Andy Ferreira
- Born: Andrew Meyer Ferreira June 26, 1961 (age 64) Rusape, South Rhodesia
- Height: 172 cm (5 ft 8 in)
- Weight: 75 kg (165 lb)

Rugby union career
- Position: Fullback

Amateur team(s)
- Years: Team / Apps / (Points)
- 1987-1993: Old Georgians RFC

Provincial / State sides
- Years: Team / Apps / (Points)
- 19??-19??: Mashonaland

International career
- Years: Team / Apps / (Points)
- 1983-1991: Zimbabwe / 7 / (54)

National sevens team
- Years: Team /  / Comps
- 1992: Zimbabwe

= Andy Ferreira =

Zimbabwean rugby union footballer and coach

Andrew Meyer Ferreira (born 26 June 1961 in Rusape) is a Zimbabwean former rugby union player and coach.

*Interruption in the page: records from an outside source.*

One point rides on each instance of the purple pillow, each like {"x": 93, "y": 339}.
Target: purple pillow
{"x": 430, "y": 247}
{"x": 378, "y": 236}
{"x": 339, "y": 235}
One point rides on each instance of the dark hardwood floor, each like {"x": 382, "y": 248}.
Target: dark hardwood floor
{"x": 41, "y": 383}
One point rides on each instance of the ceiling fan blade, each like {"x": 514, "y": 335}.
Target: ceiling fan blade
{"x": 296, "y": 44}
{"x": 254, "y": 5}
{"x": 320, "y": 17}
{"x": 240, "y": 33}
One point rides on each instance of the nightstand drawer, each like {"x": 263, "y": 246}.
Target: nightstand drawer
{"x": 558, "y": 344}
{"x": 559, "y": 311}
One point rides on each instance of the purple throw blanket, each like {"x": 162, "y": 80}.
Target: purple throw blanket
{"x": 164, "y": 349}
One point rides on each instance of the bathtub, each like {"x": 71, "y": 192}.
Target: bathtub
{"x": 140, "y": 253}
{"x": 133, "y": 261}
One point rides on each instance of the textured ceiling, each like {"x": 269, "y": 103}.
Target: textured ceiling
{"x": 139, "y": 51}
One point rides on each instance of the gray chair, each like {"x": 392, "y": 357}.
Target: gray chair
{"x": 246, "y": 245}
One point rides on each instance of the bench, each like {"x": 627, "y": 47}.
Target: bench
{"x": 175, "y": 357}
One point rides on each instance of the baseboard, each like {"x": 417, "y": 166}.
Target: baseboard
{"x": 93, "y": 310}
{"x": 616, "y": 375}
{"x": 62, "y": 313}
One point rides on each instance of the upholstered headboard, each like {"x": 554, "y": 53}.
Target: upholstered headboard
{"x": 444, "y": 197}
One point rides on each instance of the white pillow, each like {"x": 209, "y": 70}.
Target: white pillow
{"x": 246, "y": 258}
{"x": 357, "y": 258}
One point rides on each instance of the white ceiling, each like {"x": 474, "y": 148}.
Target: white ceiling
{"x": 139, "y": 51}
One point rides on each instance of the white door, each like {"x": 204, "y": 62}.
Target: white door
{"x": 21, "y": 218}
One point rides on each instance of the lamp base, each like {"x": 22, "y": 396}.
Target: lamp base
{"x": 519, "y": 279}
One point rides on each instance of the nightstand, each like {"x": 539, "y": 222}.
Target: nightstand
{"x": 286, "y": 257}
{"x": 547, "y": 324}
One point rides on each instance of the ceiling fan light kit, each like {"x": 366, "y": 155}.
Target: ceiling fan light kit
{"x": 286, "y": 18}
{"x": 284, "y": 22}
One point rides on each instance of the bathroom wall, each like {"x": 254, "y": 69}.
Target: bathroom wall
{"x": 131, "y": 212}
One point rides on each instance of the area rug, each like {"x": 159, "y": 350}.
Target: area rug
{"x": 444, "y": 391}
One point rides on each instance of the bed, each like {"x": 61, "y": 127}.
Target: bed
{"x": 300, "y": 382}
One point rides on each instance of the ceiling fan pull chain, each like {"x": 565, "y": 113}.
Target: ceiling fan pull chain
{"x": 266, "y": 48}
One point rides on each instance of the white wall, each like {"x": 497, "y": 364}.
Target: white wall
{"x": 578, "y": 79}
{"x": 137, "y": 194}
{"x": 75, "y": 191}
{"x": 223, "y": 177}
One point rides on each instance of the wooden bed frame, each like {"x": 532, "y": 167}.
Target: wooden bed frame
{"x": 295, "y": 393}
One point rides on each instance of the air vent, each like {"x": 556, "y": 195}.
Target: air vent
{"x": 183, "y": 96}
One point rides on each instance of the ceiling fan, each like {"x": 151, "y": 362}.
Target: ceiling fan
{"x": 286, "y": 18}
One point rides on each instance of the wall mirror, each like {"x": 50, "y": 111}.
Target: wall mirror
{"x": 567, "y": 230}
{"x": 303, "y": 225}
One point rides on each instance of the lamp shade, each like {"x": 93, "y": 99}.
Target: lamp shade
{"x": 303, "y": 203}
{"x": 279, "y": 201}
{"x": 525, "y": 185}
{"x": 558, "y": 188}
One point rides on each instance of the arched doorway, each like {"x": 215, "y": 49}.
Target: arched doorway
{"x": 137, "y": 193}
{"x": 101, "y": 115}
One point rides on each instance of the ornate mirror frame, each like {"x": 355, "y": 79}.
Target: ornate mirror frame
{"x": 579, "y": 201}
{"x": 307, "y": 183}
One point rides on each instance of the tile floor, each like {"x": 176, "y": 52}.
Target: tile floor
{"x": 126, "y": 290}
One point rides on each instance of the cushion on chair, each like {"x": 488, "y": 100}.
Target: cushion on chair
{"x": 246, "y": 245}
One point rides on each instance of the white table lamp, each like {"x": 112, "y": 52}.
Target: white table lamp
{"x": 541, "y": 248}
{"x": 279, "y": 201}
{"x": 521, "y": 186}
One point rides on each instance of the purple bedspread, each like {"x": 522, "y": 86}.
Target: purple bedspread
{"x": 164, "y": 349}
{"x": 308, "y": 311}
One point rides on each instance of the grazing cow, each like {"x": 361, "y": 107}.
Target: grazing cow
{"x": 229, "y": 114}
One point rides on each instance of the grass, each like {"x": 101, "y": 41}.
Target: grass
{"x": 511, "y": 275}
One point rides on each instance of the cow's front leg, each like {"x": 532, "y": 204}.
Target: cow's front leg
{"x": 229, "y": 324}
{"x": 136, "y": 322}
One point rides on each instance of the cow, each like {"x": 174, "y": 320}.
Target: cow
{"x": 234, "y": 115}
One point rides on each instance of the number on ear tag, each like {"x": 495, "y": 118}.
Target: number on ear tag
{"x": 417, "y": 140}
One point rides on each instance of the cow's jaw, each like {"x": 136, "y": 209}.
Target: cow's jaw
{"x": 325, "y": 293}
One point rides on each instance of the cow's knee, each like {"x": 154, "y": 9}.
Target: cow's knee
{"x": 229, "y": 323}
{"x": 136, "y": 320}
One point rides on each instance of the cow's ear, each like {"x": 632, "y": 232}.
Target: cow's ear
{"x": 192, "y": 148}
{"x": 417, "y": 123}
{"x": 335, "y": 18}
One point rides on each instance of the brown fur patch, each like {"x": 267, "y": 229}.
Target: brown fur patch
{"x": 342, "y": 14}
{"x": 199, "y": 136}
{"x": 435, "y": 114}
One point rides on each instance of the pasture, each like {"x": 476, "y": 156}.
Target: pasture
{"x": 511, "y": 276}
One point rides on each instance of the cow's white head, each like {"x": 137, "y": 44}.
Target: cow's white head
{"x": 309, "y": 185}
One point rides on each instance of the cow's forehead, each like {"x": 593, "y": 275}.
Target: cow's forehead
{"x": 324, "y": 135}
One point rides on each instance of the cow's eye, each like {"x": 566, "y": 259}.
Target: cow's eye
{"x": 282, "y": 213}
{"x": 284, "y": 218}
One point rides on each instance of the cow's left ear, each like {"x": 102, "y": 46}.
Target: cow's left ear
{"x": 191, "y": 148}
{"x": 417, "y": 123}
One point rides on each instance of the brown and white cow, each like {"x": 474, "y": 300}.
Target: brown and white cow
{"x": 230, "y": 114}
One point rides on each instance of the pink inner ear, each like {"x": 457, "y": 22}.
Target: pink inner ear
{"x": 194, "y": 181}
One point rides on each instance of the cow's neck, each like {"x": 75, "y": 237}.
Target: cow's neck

He played as fullback.

==Career==
Ferreira's first cap for Zimbabwe was in the 1987 Rugby World Cup, where he played all the three pool stage matches against Romania, France and Scotland. He was also part of the 1991 Rugby World Cup squad, where he only played the match against Ireland, at Lansdowne Road, on 6 October 1991, which was his last cap for Zimbabwe.

==Coaching career==
As coach, Ferreira coached Zimbabwe Sevens.